Kürt Çalışmaları Merkezi, Bir Arada Yaşarız Eğitim ve Toplumsal Araştırmalar Vakfı (BAYETAV) ve Rawest Araştırma ile birlikte hafta sonu İzmir'de "Sürecin Birinci Yılı: İç Dinamikler ve Bölgesel Etkiler" konulu bir çalıştay düzenledi. Milli Dayanışma, Kardeşlik ve Demokrasi Komisyonu üyesi bazı milletvekillerinin, siyasetçi, araştırmacı, akademisyen, gazeteci ve STK temsilcilerinin katıldığı bu toplantıda duyduklarım, bir süredir yaptığım bazı tespitleri teyit etti.

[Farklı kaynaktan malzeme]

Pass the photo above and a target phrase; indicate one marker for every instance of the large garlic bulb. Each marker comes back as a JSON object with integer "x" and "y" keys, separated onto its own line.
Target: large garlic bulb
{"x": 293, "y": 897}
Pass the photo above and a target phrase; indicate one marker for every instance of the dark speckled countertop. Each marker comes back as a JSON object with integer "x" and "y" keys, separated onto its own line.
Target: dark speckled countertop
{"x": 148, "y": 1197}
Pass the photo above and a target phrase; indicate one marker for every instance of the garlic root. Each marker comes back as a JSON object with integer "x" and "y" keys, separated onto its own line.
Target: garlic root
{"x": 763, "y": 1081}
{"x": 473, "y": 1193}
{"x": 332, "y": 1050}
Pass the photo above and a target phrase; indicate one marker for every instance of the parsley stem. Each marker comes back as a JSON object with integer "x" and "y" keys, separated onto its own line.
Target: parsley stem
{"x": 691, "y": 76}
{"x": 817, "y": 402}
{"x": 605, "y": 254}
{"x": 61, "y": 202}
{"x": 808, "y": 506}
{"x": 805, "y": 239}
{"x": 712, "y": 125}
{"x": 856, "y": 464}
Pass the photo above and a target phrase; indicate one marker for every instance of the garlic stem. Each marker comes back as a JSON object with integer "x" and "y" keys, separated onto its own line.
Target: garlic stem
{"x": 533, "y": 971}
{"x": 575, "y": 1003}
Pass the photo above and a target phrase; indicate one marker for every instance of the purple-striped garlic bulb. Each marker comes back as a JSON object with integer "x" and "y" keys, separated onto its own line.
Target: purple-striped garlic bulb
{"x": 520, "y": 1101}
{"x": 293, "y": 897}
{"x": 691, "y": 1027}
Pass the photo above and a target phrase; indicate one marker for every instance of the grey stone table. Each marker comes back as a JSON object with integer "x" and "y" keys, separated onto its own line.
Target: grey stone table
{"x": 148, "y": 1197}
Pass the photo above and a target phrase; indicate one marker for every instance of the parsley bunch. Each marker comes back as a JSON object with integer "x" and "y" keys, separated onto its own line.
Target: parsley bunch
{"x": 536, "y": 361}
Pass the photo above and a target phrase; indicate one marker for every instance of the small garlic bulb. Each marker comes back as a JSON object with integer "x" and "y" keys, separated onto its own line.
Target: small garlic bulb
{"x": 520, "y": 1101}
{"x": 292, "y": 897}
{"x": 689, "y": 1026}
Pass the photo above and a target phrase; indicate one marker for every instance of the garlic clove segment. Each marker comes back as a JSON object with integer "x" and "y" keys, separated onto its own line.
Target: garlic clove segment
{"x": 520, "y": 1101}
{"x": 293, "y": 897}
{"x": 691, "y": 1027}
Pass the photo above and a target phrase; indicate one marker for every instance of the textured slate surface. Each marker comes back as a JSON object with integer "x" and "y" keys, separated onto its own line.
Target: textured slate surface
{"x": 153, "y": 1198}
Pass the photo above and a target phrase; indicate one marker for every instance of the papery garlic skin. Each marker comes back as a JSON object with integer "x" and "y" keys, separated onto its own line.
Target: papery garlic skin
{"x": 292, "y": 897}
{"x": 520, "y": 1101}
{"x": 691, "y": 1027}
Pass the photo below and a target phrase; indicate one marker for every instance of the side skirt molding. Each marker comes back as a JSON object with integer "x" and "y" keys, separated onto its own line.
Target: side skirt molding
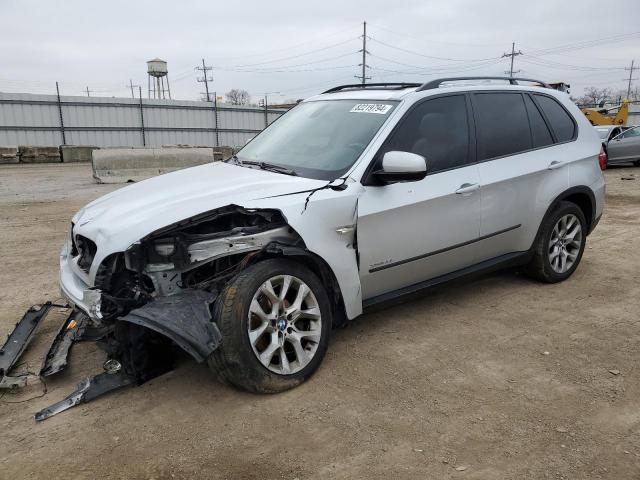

Süreçte 1 yılda katedilen mesafe bazıları için azımsanmayacak kadar çok, bazıları için son derece yetersiz. Süreç yürüdüğü müddetçe de bu yaklaşım böyle devam edecek. Bazıları hep eksik bulacak. Bazılarına göre de sadece onların beklentileri yerine geldiğinde tamamlanmış sayılacak, boşluklar olduğu kabullenilmeyecek.

İçerdeki ilerlemenin bir kez daha Suriye'de SDG ile ilgili gelişmelere endeksli hale gelmesi şu andaki en büyük risk. İçeride sürecin demokratikleşme aşamasına ilişkin tartışmayı aşmış durumda.

Yaklaşık bir ay önce Erbil'de Rudaw Araştırmalar Merkezi'nin düzenlediği "Türkiye'nin Zor Barışı" başlıklı toplantıda edindiğim izlenim, İzmir'deki toplantıda pekişti. Irak'taki Kürt aktörlerle, içeriden bazı görüşler aynı doğrultuda. "Türkiye Suriye'ye bakışını değiştirmediği müddetçe bu süreç başarıya ulaşamaz" şeklinde. Onlara göre Türkiye, kendisindeki modeli Şam yönetimine dayatıyor, meseleye sadece güvenlik perspektifinden yaklaşıyor.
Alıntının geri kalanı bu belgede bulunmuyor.